- David Reardon, M.D.
- Boston, MA
“Checkpoint blockade is now beginning to benefit patients with lung cancer, lymphoma, kidney cancer, and other cancers. Hopefully, glioblastoma will join the list soon.”
In the United States, brain cancer accounts for 1 in every 100 cancer diagnoses. Although there have been significant advances in understanding the biology of brain cancers—as well as in tumor diagnosis, treatments, and quality of life of patients with the disease—the mortality rate for brain cancer has remained steady for more than 30 years. For glioblastoma, the most dangerous and aggressive form of brain cancer, fewer than 10 percent of patients survive more than 5 years. David A. Reardon, M.D., wants to change that.
Dr. Reardon is currently the clinical director of the Center for Neuro-Oncology at the Dana-Farber Cancer Institute in Boston, MA, and previously served as the associate deputy director of the Preston Robert Tisch Brain Tumor Center at Duke University Medical Center. His research involves using innovative clinical trials to improve cure rates in patients with brain and spinal cancers, with a particular focus on immunotherapies. He is the principal investigator of a CRI Clinical Accelerator trial, which is enrolling 84 patients with glioblastoma. We spoke to Reardon about cancer immunotherapy and what it’s like to practice medicine today with the emergence of new treatment options.
CRI: When did you first become interested in cancer immunotherapy?
Dr. Reardon: With the immunotherapy treatments I helped to develop while I was at Duke, we had an encouraging number of brain cancer patients who were surviving two, three, or four years. Those results were remarkable in my experience with this disease. What was also amazing to me was how well the patients were doing. They weren’t exhausted from chemotherapy and all the typical side effects that so many of our patients suffer. The patients getting immunotherapy treatments looked terrific.
CRI: What made you choose brain cancer as a specialty?
Dr. Reardon: Glioblastoma is the most common malignancy of the brain in adult patients and one of the major unmet needs in oncology today. Treatment today is terribly inadequate and outcomes are overall quite poor in spite of aggressive treatment with surgery and traditional radiation and chemotherapy. This is an extremely challenging area of oncology, and I saw a great opportunity here to help advance the field.
CRI: You are the lead investigator on a CRI clinical trial of the PD-L1 inhibitor durvalumab. What is the trial testing?

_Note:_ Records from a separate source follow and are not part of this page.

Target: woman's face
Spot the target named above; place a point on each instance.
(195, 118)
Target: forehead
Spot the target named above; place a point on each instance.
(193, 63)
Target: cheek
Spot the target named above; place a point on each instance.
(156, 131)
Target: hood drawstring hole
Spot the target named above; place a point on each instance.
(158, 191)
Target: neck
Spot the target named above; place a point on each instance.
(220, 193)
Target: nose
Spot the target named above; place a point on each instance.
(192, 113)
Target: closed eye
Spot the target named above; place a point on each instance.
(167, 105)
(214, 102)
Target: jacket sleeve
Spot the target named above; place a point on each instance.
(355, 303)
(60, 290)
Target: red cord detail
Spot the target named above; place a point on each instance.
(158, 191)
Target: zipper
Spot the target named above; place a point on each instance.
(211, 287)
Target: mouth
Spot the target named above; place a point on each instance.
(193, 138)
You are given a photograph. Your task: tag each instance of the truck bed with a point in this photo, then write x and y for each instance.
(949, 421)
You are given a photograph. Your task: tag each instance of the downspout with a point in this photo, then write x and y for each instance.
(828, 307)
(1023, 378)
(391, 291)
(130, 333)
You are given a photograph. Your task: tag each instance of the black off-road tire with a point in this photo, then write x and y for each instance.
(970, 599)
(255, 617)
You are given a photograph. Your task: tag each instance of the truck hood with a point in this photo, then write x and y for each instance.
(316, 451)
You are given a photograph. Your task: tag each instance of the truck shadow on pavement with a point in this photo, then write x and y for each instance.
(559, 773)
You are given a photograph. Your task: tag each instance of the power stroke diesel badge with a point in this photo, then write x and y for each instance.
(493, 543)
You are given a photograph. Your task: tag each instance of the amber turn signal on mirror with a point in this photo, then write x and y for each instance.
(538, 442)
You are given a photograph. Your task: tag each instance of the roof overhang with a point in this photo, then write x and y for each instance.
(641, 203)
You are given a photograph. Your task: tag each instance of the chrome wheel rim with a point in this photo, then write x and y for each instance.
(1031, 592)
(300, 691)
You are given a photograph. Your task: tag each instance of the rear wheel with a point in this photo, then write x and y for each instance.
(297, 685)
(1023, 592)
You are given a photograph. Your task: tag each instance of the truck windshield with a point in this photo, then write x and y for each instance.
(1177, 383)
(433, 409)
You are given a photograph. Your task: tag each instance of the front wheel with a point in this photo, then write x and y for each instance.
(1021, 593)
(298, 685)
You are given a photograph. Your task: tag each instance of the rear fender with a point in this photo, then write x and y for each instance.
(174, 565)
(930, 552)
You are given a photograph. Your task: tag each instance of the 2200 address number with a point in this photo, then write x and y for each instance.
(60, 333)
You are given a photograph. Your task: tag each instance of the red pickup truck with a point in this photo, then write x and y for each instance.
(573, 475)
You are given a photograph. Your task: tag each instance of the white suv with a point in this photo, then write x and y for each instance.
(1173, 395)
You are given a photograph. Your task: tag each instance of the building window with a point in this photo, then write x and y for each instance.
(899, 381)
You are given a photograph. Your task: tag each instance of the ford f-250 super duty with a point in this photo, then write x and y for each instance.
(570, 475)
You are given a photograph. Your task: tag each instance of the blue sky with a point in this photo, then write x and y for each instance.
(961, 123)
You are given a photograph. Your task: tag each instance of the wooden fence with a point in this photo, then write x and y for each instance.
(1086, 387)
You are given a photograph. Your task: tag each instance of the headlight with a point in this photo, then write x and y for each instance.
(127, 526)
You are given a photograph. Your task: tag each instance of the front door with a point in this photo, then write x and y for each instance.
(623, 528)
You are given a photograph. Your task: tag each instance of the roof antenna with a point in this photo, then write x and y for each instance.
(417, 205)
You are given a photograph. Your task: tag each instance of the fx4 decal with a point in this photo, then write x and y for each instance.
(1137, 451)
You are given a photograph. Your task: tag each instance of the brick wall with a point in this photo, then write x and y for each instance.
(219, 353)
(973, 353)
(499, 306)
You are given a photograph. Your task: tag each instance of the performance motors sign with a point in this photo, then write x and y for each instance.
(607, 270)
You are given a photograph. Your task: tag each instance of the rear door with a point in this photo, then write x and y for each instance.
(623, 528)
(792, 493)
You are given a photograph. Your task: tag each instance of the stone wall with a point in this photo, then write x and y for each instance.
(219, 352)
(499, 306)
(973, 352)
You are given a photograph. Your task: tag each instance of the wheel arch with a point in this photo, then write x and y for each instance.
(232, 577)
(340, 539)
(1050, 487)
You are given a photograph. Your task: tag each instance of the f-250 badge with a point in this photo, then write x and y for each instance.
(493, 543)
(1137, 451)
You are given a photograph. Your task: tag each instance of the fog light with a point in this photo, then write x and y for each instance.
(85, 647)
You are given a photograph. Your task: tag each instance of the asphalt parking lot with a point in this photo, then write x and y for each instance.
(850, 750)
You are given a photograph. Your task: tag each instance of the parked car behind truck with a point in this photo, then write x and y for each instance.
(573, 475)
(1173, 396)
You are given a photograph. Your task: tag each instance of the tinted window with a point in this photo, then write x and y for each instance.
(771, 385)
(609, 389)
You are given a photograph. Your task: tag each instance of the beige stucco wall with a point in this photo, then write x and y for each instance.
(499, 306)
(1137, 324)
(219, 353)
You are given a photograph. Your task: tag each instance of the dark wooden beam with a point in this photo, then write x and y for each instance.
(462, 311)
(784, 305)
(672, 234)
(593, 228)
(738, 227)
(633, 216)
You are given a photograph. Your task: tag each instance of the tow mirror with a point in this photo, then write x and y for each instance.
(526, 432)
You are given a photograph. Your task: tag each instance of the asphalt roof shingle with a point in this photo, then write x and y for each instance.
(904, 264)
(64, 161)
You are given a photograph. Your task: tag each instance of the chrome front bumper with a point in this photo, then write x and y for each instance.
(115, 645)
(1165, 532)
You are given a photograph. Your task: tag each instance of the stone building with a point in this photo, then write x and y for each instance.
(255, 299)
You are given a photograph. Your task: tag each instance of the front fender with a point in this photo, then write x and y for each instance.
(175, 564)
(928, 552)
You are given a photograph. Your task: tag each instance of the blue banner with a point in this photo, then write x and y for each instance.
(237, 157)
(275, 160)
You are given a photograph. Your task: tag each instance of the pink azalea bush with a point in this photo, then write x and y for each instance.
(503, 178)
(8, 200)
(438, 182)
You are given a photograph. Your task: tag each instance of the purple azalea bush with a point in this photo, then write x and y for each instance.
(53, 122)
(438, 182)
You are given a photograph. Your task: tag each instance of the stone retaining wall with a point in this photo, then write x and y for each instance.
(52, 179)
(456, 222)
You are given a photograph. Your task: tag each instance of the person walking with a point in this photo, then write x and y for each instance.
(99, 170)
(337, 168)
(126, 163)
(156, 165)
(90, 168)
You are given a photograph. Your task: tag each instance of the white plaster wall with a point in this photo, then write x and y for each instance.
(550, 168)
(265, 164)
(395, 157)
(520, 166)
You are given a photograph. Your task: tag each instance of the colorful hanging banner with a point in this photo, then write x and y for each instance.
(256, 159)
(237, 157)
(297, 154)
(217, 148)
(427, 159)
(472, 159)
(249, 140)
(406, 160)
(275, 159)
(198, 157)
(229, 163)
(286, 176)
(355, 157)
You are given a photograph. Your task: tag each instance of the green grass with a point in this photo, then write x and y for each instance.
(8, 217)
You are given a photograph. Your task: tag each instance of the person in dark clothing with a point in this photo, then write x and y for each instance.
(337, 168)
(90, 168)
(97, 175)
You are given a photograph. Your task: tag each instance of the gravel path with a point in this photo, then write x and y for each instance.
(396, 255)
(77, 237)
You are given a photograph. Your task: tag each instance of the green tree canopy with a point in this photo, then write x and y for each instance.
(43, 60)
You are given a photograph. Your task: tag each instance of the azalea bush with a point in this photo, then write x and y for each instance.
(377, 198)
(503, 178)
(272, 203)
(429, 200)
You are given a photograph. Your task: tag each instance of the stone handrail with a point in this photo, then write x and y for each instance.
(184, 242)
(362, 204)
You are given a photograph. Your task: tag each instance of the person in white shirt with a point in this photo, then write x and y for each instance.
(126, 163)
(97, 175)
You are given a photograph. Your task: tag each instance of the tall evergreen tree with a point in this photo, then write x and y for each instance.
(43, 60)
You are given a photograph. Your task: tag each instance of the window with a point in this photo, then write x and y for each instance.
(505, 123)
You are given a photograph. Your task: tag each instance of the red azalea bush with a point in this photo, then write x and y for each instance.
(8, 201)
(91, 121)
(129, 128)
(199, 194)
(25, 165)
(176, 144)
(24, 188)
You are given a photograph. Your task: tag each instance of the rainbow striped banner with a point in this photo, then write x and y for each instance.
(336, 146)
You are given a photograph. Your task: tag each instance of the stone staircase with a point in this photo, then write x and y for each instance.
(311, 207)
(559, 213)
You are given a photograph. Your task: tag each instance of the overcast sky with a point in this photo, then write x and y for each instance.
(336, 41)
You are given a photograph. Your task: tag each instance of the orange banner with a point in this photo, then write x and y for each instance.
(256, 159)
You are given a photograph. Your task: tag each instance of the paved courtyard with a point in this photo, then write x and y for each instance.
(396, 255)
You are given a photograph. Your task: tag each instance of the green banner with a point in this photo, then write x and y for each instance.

Dr. Reardon: This is the first clinical trial to evaluate a PD-L1 inhibitor for brain cancer patients. It covers a spectrum of major categories of newly diagnosed and recurrent glioblastoma patients, and it will enroll three cohorts. The first cohort is for newly diagnosed glioblastoma patients who will get the PD-L1 inhibitor with standard radiotherapy. The second cohort will be for recurrent patients who have not had treatment with Avastin®. The third arm of the study will evaluate the PD-L1 inhibitor plus Avastin for glioblastoma patients who’ve been treated with Avastin previously.
Checkpoint inhibitor durvalumab targets PD-L1, which is expressed on cancer cells. Blocking PD-L1 may enable the activation of T cells, as well as recruit other T cells to attack the tumor, thus empowering the body’s own immune system to fight multiple types of cancer.
CRI: If the trial meets its endpoints, what comes next?
Dr. Reardon: The next step is to begin to bring some of these promising immunotherapy approaches together into combinations. A simple, single approach may have some benefit, but cancer has multiple layers of protection to shield itself from the immune system. If we put a couple of different immunotherapies together that complement each other, I’m hopeful that’s where we’ll see much more benefit.
CRI: How has the perception of cancer immunotherapy changed since you first started in the field?
Dr. Reardon: It’s very gratifying to see it turn around 180 degrees. For many years, there have been efforts to develop immunotherapy strategies for many different cancers. Unfortunately, results were disappointing and did not lead to benefit for patients. All of that has evolved with the FDA approval of the first cancer vaccine, sipuleucel-T, for prostate cancer. Then followed the dramatic results achieved with immune checkpoint blockade in metastatic melanoma. This was the first treatment to show any survival benefit for patients with this stage of disease. Those results were unprecedented and awakened the oncology community to the potential power and efficacy of immunotherapies. Checkpoint blockade is now beginning to benefit patients with lung cancer, lymphoma, kidney cancer, and other cancers. Hopefully, glioblastoma will join the list soon.